I found this one on “BrainyQuote“:
It is better to travel well than to arrive.
This seems to be a variation on Robert Louis Stevenson’s “To travel hopefully is a better thing than to arrive,” which is from an 1878 essay entitled “El Dorado”).
Arthur C. Custance made an obvious reference to this saying when he wrote, in his 1978 Science and Faith, “To distort a well-known adage, It is better to travel well than to arrive at the right destination.”
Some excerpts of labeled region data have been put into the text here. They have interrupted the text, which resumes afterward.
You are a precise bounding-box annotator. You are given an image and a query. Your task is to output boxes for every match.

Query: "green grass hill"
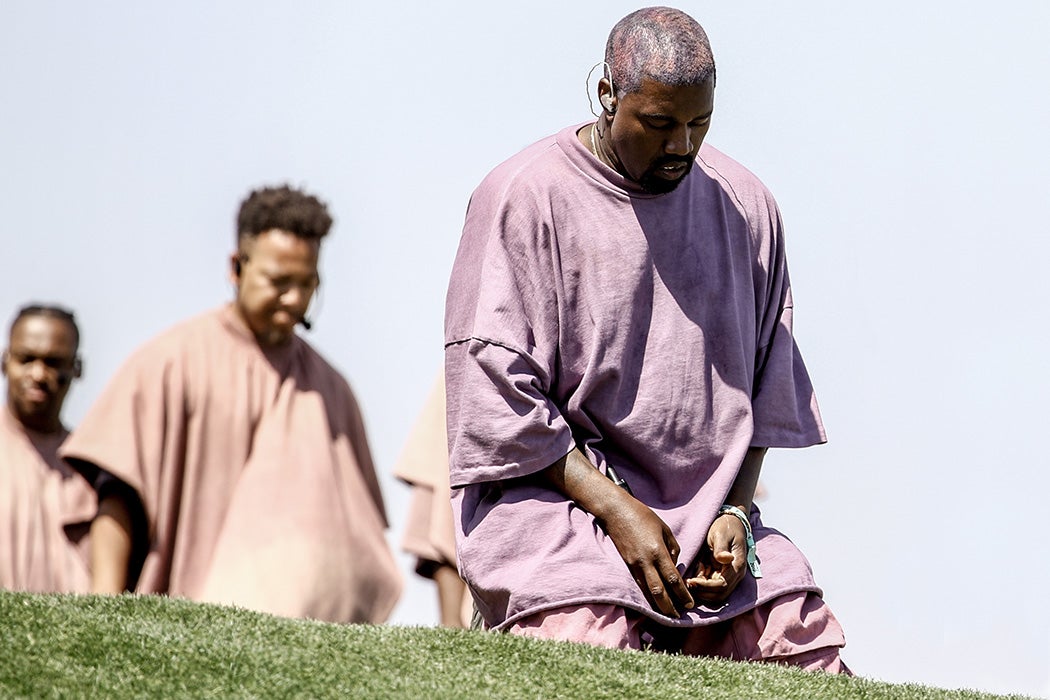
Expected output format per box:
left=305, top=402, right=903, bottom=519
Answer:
left=0, top=592, right=1033, bottom=700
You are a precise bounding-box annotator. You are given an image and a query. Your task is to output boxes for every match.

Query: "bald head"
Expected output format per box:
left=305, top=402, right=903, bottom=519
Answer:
left=605, top=7, right=715, bottom=97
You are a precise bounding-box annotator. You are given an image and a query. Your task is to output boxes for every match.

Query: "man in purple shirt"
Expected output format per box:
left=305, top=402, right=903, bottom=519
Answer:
left=445, top=7, right=848, bottom=673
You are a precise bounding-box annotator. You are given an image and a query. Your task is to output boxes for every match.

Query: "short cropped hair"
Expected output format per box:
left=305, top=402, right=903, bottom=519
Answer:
left=7, top=303, right=80, bottom=351
left=605, top=7, right=715, bottom=97
left=237, top=185, right=332, bottom=245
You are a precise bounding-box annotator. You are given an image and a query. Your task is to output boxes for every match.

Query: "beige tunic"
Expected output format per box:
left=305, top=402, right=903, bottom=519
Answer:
left=394, top=374, right=474, bottom=627
left=62, top=306, right=402, bottom=622
left=0, top=406, right=97, bottom=593
left=394, top=377, right=456, bottom=567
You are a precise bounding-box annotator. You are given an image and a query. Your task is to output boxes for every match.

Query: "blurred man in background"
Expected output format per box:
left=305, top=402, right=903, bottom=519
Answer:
left=62, top=187, right=401, bottom=622
left=0, top=304, right=97, bottom=593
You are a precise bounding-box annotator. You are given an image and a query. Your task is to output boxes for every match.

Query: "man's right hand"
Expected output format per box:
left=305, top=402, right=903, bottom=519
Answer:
left=542, top=449, right=694, bottom=617
left=600, top=492, right=694, bottom=617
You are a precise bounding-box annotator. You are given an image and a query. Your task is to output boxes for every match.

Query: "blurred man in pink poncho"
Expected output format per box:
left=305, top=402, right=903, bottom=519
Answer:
left=62, top=187, right=401, bottom=622
left=445, top=7, right=848, bottom=672
left=0, top=304, right=97, bottom=593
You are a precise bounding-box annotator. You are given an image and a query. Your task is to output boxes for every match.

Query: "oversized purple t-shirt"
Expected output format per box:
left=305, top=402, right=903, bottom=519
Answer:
left=445, top=126, right=824, bottom=628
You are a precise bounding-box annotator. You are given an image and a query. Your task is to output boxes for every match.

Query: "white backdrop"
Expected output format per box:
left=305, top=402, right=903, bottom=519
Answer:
left=0, top=0, right=1050, bottom=696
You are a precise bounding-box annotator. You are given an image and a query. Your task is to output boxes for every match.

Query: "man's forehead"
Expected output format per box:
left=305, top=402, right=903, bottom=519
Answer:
left=623, top=78, right=714, bottom=116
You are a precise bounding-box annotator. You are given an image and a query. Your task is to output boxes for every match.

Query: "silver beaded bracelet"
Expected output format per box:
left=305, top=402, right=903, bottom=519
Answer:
left=718, top=505, right=762, bottom=578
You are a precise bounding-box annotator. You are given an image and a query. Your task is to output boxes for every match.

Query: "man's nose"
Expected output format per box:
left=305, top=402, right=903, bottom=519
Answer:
left=28, top=360, right=48, bottom=383
left=280, top=284, right=310, bottom=309
left=664, top=125, right=693, bottom=155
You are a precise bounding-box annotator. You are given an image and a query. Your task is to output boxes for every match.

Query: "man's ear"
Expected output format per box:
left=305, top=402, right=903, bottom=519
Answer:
left=597, top=78, right=616, bottom=114
left=230, top=251, right=245, bottom=284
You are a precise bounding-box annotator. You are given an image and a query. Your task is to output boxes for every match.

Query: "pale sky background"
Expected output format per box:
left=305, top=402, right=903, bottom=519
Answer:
left=0, top=0, right=1050, bottom=697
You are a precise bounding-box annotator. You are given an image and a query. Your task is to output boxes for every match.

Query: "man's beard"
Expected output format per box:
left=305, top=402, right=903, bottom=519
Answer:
left=638, top=155, right=694, bottom=194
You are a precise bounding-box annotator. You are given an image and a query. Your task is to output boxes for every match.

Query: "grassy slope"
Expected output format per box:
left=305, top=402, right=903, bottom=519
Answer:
left=0, top=591, right=1033, bottom=700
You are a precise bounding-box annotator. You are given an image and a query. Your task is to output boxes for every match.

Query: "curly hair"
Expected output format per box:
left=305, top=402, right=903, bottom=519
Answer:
left=7, top=303, right=80, bottom=351
left=605, top=7, right=715, bottom=96
left=237, top=185, right=332, bottom=240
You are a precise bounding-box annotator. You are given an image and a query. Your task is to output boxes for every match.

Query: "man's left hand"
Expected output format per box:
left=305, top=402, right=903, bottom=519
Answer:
left=686, top=513, right=748, bottom=603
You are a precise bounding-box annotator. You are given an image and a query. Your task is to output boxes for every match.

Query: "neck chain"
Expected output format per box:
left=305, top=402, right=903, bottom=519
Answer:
left=591, top=122, right=612, bottom=168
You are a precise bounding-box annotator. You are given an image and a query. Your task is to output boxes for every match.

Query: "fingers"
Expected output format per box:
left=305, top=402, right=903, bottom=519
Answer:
left=634, top=559, right=695, bottom=617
Quite how this came to be attributed to the Buddha, I don’t know. The earliest link I was able to find in print between the Buddha and the “travel well” variant of Stevenson’s quote is from The Panic-Free Pregnancy, by Michael S. Broder (p. 153), from 2004, where the author attributes the saying to “Buddha,” but I’d imagine that Broder got the quote from the internet. Unfortunately Google’s not very good at identifying dates of publication on the web, so I haven’t been able to ascertain when “It is better to travel well than to arrive” became a Buddha quote.
A year before Broder’s book, Applied Economic Analysis for Technologists, Engineers, and Managers has the quote as a “Tibetan saying,” but (Google’s imperfections in ascertaining timing aside) it seems probably that the “Buddha” attribution was already in existence.